Innanzitutto è forse opportuno precisare, come fa l’autore, che l’idea del divino non può essere riferibile ad un paradigma immutabile, in quanto: “essa include tutta una serie di significati, alcuni dei quali sono contraddittori o anche incompatibili tra loro. Per far solo un esempio, prendiamo il concetto di onnipotenza e quello di bontà/giustizia divina (vedi il mai risolto dilemma della teodicea). Difficile conciliare/giustificare infatti tali aspetti, perché ‒ insegna Epicuro ‒ non si scappa dalle seguenti possibilità: o Dio vuole eliminare il male ma non può, o può farlo ma non vuole, o non vuole e non può. Se egli pur volendo abolire i mali del mondo non vi riesce, ne consegue che è impotente; se può e non vuole, significa che Dio è indifferente; se non vuole e non può risulta disinteressato all’umana sofferenza e difetta dell’onnipotenza; se infine vuole e può, perché non toglie di mezzo il male una volta per tutte?
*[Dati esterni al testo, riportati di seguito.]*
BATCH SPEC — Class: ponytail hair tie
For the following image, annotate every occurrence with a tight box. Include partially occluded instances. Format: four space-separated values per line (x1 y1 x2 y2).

Resta che da millenni la divinità, come osserva/sintetizza Filoramo, rappresenta il simbolo di ciò che trascende l’uomo e insieme ciò che è “nascosto” nella sua più profonda essenza. Quindi noi ci sentiamo al contempo partecipi/solidali col mondo-universo e in un certo senso distinti da esso, che analizziamo e a cui guardiamo come un oggetto da esplorare/governare. La divinità pertanto diviene “simbolo vuoto” che le varie culture/religioni riempiono, attribuendogli nel corso della storia diverse, spesso molto dissimili caratteristiche. In questa prospettiva il Dio dei filosofi greci è tutt’altro da quello delle tre grandi religioni monoteistiche e tutt’altro ancora da come il divino/sacro è concepito dalla spiritualità tradizionale d’Oriente. Dio, inoltre, può essere la cifra metafisica per antonomasia della trascendenza (vedi i testi biblici) o quella dell’immanenza, se lo si considera attraverso l’ottica del panteismo.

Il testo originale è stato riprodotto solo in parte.